Gutachten schreiben

  • Hallo,
    ich brüte gerade über einem meiner ersten Gutachten zur Feststellung sonderpädagogischen Förderbedarfs. Ich habe hier ein Gutachten aus dem Vorjahr liegen, an dem ich mich in punkto Formalia orientiert habe. Nun soll ich aber mit einer erfahrenen Kollegin aus einer anderen Schule zusammenarbeiten, die so Einiges anders macht und ich beginne, irritiert zu sein...
    also: Welche Zeitform benutzt ihr? Stellt ihr Hypothesen im FSP Körperliche/motorische Entwicklung auf? Welche Stolperstellen gibt es sonst noch, bei 2 oder mehr FSP gleichzeitig?
    Ich freue mich über Austausch!

  • Schicke dir mal die Vorlage eines meiner letzten Gutachten. Natürlich leer. Habe allerdings auch Kommentare reingeschrieben. Ich hoffe es hilft dir. Schau mal in deine Nachrichten.
    Ich hoffe, dass es dir weiter hilft. :)

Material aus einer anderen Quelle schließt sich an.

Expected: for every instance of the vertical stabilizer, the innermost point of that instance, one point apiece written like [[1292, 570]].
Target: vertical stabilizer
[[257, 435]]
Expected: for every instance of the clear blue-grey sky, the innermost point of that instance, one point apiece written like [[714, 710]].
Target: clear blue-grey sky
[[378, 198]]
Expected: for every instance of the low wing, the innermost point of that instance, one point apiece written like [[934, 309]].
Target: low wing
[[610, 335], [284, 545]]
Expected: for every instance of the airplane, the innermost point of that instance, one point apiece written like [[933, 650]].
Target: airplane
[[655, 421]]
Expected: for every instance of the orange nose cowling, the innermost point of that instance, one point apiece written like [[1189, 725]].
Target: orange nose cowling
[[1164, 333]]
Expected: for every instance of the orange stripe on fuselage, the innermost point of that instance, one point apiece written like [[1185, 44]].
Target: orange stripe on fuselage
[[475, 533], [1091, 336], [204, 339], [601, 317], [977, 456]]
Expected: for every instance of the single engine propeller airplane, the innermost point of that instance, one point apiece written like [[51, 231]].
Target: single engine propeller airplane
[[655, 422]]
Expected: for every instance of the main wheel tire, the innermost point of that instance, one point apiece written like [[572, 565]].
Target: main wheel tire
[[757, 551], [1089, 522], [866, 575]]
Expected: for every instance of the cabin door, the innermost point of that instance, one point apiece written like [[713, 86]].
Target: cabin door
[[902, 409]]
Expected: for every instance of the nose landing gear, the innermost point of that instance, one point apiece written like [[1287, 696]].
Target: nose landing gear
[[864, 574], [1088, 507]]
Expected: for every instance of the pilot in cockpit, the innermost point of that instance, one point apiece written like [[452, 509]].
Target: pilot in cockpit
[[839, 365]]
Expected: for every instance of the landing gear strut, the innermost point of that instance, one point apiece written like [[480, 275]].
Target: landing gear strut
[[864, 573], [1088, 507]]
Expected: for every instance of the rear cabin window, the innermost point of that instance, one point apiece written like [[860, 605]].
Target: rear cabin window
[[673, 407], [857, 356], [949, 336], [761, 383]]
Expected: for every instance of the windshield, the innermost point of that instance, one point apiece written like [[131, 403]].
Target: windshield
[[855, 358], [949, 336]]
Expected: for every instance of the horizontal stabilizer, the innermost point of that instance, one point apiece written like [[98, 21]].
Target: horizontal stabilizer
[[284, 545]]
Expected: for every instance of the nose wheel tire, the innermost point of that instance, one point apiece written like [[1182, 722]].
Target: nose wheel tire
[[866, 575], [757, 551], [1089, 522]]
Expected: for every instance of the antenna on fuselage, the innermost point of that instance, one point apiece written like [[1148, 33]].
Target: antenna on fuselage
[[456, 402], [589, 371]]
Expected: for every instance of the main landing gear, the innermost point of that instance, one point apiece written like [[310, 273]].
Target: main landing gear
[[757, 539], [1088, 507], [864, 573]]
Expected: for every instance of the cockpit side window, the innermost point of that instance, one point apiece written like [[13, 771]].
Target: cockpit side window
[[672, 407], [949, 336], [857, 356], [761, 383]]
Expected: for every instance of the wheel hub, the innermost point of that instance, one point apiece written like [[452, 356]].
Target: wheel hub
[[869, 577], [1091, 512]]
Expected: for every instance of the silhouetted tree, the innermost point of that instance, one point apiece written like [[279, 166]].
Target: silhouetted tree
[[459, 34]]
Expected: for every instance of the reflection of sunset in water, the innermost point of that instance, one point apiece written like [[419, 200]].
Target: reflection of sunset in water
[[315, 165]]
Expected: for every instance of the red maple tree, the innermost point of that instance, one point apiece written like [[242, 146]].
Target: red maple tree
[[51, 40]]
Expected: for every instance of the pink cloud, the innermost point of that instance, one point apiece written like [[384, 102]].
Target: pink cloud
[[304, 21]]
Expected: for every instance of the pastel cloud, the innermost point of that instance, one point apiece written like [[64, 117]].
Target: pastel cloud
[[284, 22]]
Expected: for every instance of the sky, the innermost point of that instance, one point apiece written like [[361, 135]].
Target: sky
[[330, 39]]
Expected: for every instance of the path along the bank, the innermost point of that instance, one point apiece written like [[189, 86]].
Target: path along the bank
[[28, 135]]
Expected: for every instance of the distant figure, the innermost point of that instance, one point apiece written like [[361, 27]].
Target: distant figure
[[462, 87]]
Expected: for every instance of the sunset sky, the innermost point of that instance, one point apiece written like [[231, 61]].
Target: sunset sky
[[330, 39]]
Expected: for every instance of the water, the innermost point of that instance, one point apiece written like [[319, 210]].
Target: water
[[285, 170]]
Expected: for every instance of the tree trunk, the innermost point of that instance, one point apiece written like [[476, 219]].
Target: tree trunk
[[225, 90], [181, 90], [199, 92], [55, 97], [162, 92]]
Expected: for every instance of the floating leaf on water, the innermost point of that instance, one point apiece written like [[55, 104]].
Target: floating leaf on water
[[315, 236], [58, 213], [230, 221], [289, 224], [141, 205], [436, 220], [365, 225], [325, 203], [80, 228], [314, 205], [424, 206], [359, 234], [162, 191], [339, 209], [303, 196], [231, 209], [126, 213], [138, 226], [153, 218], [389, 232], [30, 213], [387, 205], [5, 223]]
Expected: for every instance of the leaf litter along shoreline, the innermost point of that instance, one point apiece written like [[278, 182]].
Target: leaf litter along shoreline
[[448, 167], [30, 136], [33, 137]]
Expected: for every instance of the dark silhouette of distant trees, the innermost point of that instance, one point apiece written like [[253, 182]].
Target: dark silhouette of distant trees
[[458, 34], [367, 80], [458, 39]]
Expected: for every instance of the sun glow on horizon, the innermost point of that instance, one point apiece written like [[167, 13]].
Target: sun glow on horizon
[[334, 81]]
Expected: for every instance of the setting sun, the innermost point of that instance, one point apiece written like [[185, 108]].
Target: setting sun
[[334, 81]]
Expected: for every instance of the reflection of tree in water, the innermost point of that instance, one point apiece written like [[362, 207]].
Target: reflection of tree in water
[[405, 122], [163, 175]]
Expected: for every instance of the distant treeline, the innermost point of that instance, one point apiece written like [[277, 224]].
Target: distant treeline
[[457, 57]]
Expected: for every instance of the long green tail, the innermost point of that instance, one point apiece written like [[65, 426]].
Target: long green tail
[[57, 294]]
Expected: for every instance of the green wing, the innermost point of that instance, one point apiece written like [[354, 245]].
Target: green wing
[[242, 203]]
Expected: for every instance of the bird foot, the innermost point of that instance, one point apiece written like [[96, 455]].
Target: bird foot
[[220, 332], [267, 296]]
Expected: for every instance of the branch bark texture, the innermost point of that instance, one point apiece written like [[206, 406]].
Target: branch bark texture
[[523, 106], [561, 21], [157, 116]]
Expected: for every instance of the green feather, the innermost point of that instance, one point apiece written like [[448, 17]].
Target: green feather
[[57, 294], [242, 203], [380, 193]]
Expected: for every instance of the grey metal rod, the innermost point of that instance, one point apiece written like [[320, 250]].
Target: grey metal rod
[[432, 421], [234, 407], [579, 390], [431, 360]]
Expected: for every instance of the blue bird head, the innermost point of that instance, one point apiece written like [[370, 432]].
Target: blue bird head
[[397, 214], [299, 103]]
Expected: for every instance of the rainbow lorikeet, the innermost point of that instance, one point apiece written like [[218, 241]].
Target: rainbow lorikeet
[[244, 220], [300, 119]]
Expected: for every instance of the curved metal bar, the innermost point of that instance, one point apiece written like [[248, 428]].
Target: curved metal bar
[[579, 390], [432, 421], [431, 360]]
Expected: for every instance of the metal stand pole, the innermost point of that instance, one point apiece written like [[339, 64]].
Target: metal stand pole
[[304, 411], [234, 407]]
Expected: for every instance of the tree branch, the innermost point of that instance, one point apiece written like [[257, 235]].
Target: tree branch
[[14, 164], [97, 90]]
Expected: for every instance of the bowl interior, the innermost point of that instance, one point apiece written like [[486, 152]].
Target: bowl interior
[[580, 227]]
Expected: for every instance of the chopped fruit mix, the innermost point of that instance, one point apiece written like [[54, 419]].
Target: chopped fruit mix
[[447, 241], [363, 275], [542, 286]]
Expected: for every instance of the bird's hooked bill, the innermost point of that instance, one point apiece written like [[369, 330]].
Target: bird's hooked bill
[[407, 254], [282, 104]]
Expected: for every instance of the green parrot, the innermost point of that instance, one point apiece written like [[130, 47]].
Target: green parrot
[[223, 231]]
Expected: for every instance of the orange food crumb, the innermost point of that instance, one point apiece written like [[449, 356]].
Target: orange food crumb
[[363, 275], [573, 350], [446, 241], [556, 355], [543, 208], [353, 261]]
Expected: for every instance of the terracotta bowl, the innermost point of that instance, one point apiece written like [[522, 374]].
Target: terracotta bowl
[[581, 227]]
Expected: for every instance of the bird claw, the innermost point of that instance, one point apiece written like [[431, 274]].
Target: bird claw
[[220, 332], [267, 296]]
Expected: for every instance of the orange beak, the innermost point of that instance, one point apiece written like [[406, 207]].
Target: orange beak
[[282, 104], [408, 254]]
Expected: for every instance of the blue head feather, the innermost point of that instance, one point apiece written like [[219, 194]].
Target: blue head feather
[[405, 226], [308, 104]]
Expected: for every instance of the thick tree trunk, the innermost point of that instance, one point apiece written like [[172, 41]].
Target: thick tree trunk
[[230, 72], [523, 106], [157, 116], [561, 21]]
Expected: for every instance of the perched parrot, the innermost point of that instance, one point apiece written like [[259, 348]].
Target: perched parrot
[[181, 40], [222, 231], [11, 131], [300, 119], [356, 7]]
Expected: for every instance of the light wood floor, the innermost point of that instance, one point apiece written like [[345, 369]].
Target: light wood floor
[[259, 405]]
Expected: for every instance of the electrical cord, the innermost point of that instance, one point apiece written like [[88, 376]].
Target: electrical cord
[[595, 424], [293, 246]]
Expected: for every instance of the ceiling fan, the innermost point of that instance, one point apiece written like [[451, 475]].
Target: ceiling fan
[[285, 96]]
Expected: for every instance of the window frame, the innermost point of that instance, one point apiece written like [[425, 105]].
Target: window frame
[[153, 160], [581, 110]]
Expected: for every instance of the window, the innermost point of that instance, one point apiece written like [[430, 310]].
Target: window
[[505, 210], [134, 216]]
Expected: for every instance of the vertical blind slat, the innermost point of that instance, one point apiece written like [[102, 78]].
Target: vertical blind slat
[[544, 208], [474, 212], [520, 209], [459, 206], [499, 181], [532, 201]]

  • Kann leider hier keine doc. Dateien hochladen. Wenn du mir deine E-Mailadresse als Nachricht schickst, werde ich dir das Dokument zumailen.

  • Hallo rotherstein,
    danke für deine Bereitschaft, mir zu helfen. Habe jetzt leider erfahren müssen, dass es x Möglichkeiten gibt, so ein Gutachten zu schreiben und meine Schulleitung möchte es natürlich nur GENAU SO wie immer. Schon die Zusammenarbeit mit einer benachbarten Schule birgt ungeahnte Tücken. Ich versuche jetzt erstmal, mich an die derzeitige Variante anzupassen und frage meine Kollegen aus. Danke trotzdem.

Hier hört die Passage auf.